Both in a June interview with the Neighbor and in her letter, Carstarphen said she still had plenty of work to do to get the district to the level of success she foresaw when she started the job.
“The disparity in educational outcomes for Atlanta’s children has been intergenerational and systemic,” she wrote. “The solutions are not easy, which is why I so passionately wanted to stay and finish the job I was hired to do.
“The Atlanta community entrusts its children and its hard-earned tax dollars to us. We owe it to our community to continue to get up each day and show up for our children. I am incredibly humbled by the support and grateful for our community of students, caregivers, principals, teachers, staff, alumni and partners who have been so supportive of the work we have done.”
Seat 8 at-large board member Cynthia Briscoe Brown, one of the board’s two Buckhead representatives, had said in a July 2018 interview with the Neighbor she supported Carstarphen, but that changed not long after the interview. Briscoe Brown said the majority of board members were in favor of not renewing Carstarphen’s contract but would not name which members sided which way at the meeting.
However, Briscoe Brown said she was opposed to renewing the superintendent’s contract. She said her decision was not personal against Carstarphen, but she felt it was time for a different kind of leader to take over the district’s helm.
“I consider her a valued professional colleague and have learned a lot from her over the past five years,” Briscoe Brown said. “I’ve been considering issues of transition and succession for over a year, since we began discussions on the last extension in 2018. We’ve made great progress in the past five-plus years, and Meria has been the engine driver of that.
“We have lots more work to do to ensure that every child gets what they need to succeed. I think APS is in a different place now that we were in 2014., and I believe we need a different skill set in our superintendent going forward.

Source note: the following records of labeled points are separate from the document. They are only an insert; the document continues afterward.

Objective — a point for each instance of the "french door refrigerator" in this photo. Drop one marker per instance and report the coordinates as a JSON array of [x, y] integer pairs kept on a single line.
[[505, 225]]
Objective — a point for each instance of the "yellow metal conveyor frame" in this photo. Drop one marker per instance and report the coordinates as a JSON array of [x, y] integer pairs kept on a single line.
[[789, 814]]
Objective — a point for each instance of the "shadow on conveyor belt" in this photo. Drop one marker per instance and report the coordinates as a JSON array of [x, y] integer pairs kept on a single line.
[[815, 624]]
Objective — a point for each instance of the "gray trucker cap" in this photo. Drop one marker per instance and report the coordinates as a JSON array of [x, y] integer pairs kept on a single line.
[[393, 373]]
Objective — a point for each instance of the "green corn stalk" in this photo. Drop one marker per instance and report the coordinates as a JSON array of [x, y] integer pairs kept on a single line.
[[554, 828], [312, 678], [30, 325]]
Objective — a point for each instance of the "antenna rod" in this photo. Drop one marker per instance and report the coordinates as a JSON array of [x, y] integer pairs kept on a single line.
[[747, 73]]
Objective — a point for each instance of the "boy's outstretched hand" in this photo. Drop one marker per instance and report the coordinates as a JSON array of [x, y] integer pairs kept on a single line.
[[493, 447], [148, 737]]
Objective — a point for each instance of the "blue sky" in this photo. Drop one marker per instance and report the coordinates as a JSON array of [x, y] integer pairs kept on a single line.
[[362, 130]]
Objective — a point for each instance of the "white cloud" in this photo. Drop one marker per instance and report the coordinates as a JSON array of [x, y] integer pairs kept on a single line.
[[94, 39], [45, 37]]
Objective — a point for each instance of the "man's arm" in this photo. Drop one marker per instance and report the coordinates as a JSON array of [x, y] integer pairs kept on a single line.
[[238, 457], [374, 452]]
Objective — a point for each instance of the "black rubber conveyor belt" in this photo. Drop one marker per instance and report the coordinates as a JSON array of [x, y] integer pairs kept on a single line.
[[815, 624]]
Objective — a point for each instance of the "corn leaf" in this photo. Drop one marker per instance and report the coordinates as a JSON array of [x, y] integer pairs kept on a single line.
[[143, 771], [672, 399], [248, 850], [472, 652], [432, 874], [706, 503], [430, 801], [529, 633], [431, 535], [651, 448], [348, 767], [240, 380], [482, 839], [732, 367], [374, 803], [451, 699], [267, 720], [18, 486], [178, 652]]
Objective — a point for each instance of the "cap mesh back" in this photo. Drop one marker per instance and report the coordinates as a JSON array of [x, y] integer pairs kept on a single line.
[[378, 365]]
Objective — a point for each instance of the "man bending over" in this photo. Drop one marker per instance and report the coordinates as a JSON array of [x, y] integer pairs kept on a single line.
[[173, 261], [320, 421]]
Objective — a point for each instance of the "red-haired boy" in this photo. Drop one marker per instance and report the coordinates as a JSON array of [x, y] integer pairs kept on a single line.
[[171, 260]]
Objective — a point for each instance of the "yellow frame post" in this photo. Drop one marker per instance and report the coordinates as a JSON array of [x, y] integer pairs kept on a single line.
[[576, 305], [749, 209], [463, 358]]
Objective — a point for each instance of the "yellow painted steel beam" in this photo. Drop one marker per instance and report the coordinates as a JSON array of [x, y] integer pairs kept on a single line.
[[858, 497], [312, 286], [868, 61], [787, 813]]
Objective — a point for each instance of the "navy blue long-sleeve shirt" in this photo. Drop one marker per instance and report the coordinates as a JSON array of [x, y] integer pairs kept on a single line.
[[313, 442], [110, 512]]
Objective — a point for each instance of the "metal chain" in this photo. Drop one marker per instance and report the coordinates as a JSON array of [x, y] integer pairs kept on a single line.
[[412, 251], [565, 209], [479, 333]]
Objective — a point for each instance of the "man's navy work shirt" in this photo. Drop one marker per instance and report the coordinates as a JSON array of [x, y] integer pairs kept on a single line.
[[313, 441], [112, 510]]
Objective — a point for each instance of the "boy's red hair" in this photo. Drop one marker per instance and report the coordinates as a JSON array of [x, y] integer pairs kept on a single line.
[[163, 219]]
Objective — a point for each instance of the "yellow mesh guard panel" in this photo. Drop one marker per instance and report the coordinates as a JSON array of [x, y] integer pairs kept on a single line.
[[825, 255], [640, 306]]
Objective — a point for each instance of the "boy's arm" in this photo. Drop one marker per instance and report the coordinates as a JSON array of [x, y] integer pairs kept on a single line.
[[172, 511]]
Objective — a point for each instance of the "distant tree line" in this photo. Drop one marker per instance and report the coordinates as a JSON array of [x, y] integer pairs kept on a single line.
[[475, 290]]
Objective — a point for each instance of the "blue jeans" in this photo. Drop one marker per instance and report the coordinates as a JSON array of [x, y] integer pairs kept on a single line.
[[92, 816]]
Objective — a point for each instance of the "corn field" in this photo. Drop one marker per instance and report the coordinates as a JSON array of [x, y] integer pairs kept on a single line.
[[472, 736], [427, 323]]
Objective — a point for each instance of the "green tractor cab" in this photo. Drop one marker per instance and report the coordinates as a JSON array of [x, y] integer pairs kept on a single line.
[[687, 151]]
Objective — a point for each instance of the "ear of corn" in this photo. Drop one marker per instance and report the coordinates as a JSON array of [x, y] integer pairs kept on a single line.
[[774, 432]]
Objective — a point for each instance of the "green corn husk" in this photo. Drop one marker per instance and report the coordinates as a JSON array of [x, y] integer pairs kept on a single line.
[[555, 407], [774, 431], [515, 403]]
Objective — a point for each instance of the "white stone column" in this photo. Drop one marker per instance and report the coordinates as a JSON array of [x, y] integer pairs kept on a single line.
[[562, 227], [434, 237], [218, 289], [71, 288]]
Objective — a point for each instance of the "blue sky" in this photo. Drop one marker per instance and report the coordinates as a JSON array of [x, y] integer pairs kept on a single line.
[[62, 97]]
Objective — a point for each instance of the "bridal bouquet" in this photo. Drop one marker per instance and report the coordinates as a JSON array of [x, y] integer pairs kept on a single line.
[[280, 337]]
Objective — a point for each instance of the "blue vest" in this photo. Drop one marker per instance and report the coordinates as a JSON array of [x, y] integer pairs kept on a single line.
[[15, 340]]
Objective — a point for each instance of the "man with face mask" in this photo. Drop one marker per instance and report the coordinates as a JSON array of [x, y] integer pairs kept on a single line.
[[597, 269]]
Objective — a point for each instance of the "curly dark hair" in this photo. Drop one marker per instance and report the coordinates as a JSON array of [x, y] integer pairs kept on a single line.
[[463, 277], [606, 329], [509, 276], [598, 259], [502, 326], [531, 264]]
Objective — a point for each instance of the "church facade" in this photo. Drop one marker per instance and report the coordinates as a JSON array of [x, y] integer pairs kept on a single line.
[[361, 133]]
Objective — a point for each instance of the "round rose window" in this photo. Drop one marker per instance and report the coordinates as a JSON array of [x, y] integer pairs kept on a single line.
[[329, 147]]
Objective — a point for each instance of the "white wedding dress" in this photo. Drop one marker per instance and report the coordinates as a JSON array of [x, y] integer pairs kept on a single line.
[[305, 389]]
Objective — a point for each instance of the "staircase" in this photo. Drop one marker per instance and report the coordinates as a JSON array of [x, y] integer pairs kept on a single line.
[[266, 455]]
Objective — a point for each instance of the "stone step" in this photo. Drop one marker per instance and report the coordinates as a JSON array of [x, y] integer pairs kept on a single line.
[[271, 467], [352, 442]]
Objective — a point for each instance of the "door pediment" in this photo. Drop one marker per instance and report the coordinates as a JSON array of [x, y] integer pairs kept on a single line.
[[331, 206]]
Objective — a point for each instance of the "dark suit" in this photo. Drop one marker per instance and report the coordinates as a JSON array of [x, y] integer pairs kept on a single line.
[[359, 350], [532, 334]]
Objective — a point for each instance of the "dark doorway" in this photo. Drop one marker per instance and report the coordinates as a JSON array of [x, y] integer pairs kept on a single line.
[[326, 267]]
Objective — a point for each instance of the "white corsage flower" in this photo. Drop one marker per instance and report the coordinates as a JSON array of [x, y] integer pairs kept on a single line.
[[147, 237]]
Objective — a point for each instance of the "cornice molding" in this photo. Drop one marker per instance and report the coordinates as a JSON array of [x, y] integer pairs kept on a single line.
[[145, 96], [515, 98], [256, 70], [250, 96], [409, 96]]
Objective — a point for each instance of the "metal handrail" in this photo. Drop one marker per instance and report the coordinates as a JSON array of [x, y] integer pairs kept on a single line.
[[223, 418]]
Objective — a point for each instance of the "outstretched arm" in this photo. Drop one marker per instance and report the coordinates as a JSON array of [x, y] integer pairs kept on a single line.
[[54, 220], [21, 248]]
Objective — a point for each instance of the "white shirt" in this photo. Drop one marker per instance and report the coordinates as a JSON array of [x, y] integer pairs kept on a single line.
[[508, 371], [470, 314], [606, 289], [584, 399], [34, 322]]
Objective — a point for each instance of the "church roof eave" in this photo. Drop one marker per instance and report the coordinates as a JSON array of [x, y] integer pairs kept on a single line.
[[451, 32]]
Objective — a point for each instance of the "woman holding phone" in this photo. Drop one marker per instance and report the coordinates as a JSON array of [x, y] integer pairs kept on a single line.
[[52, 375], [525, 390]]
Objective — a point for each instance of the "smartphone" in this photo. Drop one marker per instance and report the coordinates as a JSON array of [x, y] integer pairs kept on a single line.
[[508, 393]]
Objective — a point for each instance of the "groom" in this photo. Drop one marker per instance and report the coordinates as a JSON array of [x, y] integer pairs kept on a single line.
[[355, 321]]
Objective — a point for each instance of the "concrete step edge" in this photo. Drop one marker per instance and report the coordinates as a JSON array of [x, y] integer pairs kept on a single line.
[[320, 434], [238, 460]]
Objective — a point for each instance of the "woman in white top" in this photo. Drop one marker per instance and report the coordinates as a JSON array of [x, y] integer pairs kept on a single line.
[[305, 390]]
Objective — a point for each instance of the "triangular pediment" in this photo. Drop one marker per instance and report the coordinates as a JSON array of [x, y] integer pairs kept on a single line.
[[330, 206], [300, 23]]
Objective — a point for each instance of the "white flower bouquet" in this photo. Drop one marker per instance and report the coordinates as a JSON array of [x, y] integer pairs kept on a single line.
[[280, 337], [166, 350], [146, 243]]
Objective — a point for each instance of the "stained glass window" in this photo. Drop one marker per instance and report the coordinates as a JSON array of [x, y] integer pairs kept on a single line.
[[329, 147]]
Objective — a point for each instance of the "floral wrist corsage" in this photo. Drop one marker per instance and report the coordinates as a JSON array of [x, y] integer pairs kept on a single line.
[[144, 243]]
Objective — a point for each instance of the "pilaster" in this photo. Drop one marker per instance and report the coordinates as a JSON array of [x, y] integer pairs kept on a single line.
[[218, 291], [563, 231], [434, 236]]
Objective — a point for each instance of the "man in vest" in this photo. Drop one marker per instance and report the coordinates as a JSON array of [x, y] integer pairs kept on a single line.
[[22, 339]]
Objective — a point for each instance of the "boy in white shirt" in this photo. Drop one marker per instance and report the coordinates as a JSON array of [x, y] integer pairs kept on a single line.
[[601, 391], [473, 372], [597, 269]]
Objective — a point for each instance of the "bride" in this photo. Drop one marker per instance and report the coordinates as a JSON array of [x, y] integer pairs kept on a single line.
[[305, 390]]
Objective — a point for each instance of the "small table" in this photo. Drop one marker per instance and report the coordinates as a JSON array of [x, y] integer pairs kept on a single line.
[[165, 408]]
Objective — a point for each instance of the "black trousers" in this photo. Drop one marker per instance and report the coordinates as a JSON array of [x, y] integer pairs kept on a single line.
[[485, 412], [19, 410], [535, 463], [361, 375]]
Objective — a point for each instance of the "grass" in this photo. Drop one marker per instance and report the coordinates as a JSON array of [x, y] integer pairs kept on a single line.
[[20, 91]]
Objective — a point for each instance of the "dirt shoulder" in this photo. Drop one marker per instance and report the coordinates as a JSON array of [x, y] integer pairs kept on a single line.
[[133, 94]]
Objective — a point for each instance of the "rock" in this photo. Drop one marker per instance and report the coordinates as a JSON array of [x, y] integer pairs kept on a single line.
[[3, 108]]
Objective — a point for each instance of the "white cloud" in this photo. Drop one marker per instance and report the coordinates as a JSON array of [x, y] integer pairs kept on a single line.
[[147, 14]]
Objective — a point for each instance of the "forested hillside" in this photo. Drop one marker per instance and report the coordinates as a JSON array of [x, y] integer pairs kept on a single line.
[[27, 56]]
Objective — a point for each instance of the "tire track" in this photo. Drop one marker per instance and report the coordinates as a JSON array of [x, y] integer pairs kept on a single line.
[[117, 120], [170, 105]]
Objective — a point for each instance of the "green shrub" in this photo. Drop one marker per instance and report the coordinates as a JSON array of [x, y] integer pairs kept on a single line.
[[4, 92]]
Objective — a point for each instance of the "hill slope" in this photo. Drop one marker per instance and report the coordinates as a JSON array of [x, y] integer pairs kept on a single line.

We’re developing new strategic plan which will begin in July 2020 (the current five-year strategic plan ends in June), so transitioning now gives us a chance to hire to the plan.”
Briscoe Brown said it was difficult for the board to communicate to the community about this decision due to the fact that personnel matters must be handled privately in executive session. Parents reportedly said there should have been more transparency with the decision, including a formal vote by board members to determmine who sided which way.
When asked what kind of skills the new superintendent would need to have, she said, “I think we will develop the specifics of that as we finish the strategic plan and develop a job description which aligns with that plan. But I think the work going forward is different. To say APS was on fire in 2014 and we needed a firefighter (is true). But now I think we have more mud than fire, and slogging through mud (takes) a different set of gifts and passions.”
District 4 board member, Nancy Meister, the group’s other Buckhead representative, who had previously supported Carstarphen in interviews with the Neighbor, said she was still backing her as the superintendent.
“Meria’s leadership has been amazing for the children of Atlanta, and she has so much support from her staff, principals and teachers,” Meister said. “As a 10-year board member, I am devastated that the decision to non-renew was announced.”